I love Agatha Christie’s books but although there are still a lot that I haven’t read, I find that it works better for me to space them out and read other things in between. It’s been almost a year since the last Christie novel I read, so last week I decided it was time to read another one. This one, Peril at End House, is an early Poirot mystery, published in 1932.
At the beginning of the novel, Hercule Poirot and his friend, Captain Hastings, are taking a holiday in the seaside resort of St Loo. If they were hoping for a peaceful, relaxing break, though, they are about to be disappointed. Taking a walk outside their hotel, they meet a young woman called Nick who lives nearby at End House. As they stand chatting to Nick, she swats away what she thinks is a wasp – and then finds a hole in the brim of her hat and a bullet lying on the ground. Poirot is concerned, especially when she tells him of three other occasions when she has narrowly escaped death in the last few days, but Nick herself appears less worried – she can’t imagine why anybody would want her dead and insists that the incidents must just be accidents.

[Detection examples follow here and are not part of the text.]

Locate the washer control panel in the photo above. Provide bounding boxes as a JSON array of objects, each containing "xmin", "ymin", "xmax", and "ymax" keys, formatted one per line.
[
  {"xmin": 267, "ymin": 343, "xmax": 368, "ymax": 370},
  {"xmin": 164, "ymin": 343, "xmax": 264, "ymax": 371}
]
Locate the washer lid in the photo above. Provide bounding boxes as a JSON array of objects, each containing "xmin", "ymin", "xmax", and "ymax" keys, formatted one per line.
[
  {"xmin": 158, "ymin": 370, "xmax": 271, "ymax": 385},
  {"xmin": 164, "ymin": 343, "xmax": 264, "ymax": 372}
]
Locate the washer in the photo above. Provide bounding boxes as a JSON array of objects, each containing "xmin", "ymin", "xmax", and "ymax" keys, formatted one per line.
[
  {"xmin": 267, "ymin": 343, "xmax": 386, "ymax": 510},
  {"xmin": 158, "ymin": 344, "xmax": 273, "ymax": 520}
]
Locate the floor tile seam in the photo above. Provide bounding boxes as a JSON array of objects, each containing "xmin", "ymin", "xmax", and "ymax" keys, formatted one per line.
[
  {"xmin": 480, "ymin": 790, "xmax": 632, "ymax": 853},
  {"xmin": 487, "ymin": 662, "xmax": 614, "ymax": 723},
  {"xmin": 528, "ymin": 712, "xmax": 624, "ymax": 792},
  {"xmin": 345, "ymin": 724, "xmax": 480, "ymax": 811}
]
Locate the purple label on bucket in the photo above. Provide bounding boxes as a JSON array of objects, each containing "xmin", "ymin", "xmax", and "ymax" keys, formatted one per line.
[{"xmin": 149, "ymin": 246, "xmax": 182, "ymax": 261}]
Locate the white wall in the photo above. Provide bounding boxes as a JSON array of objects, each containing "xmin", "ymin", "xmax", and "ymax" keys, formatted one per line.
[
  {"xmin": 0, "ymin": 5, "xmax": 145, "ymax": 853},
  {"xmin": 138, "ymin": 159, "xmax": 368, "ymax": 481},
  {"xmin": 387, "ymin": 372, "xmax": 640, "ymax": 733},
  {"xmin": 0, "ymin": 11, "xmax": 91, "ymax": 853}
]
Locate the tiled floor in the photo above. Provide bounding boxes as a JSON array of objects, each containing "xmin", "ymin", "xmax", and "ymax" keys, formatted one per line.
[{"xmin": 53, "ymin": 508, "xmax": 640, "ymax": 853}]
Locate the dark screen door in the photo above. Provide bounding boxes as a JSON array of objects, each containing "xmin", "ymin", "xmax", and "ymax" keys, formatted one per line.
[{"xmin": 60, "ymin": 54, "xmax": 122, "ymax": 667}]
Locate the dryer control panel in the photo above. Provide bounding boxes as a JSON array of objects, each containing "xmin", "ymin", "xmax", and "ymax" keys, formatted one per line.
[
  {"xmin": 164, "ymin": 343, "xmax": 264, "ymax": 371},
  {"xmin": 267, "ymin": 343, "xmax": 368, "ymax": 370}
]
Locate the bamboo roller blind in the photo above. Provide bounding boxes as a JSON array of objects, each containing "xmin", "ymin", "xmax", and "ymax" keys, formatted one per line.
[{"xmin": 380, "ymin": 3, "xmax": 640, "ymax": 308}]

Poirot resolves to do everything he can to keep Nick safe from harm while he investigates, but it seems that his efforts are in vain as the murder attempts continue. Meanwhile, he uncovers a number of suspects among Nick’s friends and family ranging from her closest living relative, Charles Vyse, and her best friend, Frederica Rice, to her housekeeper Ellen and her Australian lodgers, Mr and Mrs Croft. And as more information comes to light, Poirot discovers that there may in fact be a very good reason for the attempts on Nick’s life.

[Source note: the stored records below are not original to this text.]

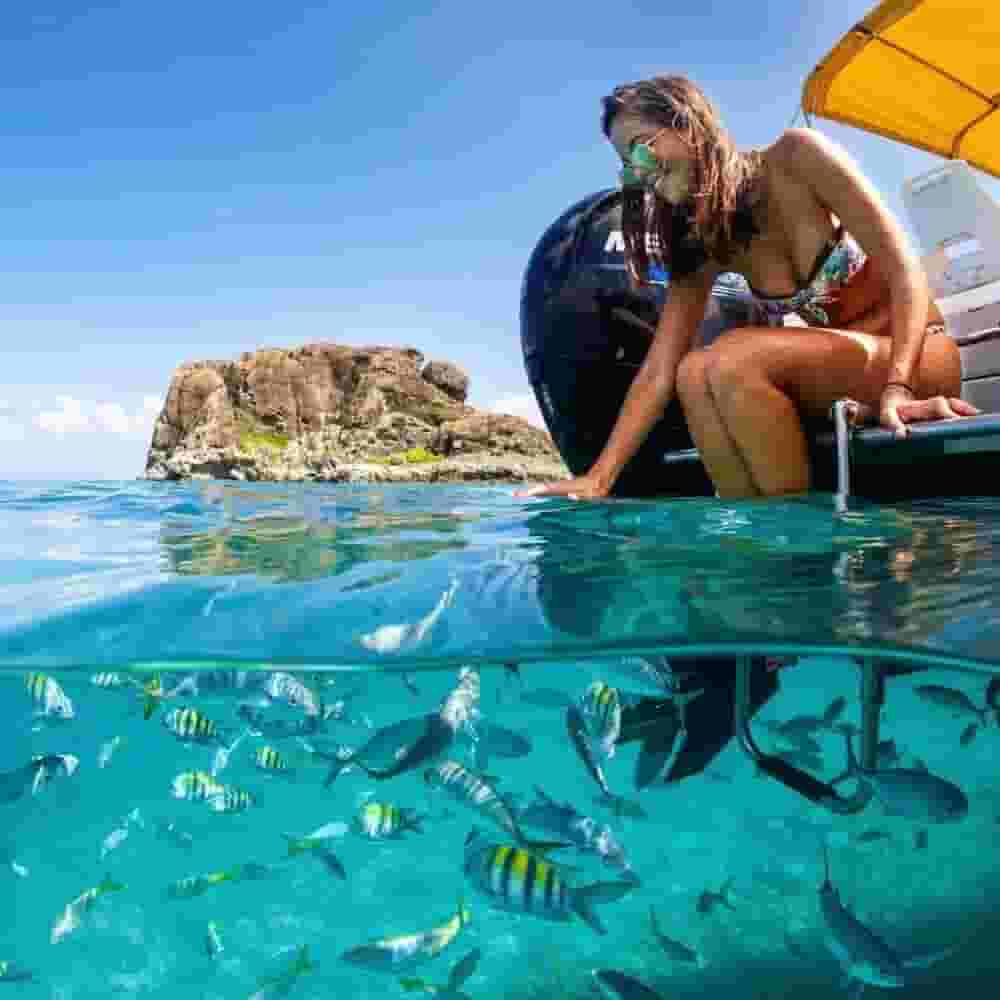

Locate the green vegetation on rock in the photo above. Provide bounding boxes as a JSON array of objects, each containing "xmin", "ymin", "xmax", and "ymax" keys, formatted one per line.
[
  {"xmin": 236, "ymin": 413, "xmax": 291, "ymax": 454},
  {"xmin": 382, "ymin": 448, "xmax": 444, "ymax": 465}
]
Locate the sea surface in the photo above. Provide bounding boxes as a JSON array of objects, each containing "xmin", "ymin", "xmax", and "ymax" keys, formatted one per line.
[{"xmin": 0, "ymin": 481, "xmax": 1000, "ymax": 1000}]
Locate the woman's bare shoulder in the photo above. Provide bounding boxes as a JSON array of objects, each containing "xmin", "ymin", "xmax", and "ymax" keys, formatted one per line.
[{"xmin": 762, "ymin": 128, "xmax": 851, "ymax": 175}]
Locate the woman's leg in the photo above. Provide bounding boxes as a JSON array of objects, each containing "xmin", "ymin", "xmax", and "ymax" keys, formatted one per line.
[
  {"xmin": 687, "ymin": 327, "xmax": 961, "ymax": 497},
  {"xmin": 676, "ymin": 349, "xmax": 760, "ymax": 497}
]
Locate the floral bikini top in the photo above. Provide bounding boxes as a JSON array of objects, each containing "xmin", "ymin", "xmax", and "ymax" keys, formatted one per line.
[{"xmin": 750, "ymin": 226, "xmax": 868, "ymax": 326}]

As I approached the halfway point in this book, I was thinking that this was a very average Poirot novel – not a particularly notable entry in the series at all. I shouldn’t have been so quick to judge because there were some great twists and turns towards the end and the mystery ended up being a much more complex and clever one than I had thought at first.

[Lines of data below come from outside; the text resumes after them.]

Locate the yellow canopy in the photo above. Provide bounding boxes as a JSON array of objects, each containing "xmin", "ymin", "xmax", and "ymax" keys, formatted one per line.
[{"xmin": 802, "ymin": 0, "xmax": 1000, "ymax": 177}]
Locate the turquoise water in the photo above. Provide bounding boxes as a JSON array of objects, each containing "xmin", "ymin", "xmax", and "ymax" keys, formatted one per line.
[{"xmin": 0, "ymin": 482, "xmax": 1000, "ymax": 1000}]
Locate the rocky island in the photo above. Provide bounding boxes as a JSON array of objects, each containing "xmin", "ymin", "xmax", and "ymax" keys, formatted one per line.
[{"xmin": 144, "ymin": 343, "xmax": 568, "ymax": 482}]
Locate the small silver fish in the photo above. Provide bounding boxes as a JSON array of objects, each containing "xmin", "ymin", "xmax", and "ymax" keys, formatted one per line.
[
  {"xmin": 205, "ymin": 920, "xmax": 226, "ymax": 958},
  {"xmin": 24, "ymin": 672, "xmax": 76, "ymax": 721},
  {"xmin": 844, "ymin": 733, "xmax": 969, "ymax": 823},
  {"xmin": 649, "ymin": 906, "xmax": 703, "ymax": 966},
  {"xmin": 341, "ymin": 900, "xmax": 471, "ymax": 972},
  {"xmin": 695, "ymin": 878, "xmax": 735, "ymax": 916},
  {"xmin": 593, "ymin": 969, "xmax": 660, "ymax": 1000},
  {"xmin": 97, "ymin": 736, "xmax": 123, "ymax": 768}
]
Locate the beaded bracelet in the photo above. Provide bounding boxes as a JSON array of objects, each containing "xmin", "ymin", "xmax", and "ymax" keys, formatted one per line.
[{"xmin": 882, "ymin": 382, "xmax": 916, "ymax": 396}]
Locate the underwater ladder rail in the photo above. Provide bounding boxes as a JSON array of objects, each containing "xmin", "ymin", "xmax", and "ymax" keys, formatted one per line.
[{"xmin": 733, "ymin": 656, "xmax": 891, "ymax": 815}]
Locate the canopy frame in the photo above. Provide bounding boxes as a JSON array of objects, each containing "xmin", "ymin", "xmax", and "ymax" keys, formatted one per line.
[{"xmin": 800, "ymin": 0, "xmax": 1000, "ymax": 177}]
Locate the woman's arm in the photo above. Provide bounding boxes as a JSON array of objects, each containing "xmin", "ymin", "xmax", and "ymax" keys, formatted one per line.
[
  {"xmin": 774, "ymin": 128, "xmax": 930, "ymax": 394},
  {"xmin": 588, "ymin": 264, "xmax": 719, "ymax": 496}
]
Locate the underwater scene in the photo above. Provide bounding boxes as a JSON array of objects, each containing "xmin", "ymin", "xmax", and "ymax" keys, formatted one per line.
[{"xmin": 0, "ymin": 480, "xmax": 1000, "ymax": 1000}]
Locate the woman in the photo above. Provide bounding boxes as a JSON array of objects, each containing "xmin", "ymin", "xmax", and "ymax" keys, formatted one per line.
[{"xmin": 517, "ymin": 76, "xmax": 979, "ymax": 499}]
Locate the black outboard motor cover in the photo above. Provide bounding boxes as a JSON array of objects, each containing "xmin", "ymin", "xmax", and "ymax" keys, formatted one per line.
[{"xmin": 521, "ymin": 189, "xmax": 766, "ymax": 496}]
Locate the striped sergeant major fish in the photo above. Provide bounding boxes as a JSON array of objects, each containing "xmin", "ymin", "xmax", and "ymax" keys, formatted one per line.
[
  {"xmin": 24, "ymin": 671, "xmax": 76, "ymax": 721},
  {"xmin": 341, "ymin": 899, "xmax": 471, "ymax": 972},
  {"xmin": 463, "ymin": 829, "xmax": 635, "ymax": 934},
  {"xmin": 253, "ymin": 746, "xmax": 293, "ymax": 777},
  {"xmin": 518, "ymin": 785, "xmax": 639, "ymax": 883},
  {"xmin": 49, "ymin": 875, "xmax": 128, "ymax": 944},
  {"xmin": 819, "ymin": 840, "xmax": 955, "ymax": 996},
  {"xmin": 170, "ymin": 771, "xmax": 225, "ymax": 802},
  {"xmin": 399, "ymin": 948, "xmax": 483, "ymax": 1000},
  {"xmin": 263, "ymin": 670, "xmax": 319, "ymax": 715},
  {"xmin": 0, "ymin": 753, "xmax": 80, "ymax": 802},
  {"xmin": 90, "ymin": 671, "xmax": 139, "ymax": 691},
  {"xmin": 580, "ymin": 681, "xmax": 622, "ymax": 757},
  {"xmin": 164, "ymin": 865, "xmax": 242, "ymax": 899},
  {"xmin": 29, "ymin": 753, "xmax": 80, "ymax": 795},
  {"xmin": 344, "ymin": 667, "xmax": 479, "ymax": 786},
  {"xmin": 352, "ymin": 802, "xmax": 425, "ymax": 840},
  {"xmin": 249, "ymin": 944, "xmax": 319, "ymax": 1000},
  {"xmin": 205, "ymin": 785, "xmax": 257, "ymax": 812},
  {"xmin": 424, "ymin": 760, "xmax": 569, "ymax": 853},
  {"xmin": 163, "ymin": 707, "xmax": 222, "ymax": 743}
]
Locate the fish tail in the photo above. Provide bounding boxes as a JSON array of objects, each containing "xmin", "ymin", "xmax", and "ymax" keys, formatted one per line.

When I wrote about the last Poirot novel I read – Cat Among the Pigeons – I remarked that that particular book was unusual because Poirot didn’t appear until near the end. This one is the opposite, as Poirot is there in the middle of the action right from the first page and we are plunged straight into the mystery, with little time spent on setting the scene or providing background. Like several of the other early Poirot novels, Captain Hastings narrates the story, which I like because although we don’t actually get inside Poirot’s head, he does at least explain some of his thought processes to Hastings as he goes along.
As so often happens when I read Agatha Christie, I did actually guess the correct solution (or part of it, anyway) very early in the book – and then dismissed the idea as the plot developed and red herrings were dropped into the story, leading me off the scent. The reader is given all the information needed to be able to identify the murderer and their motives, but it’s easy to overlook one or two of the most important clues. Even Poirot himself missed those clues too, which made me feel better about it!
This is not a favourite Poirot novel, but I did enjoy it. Have you read this one? Did you manage to solve the mystery or did you allow Christie to lead you in the wrong direction?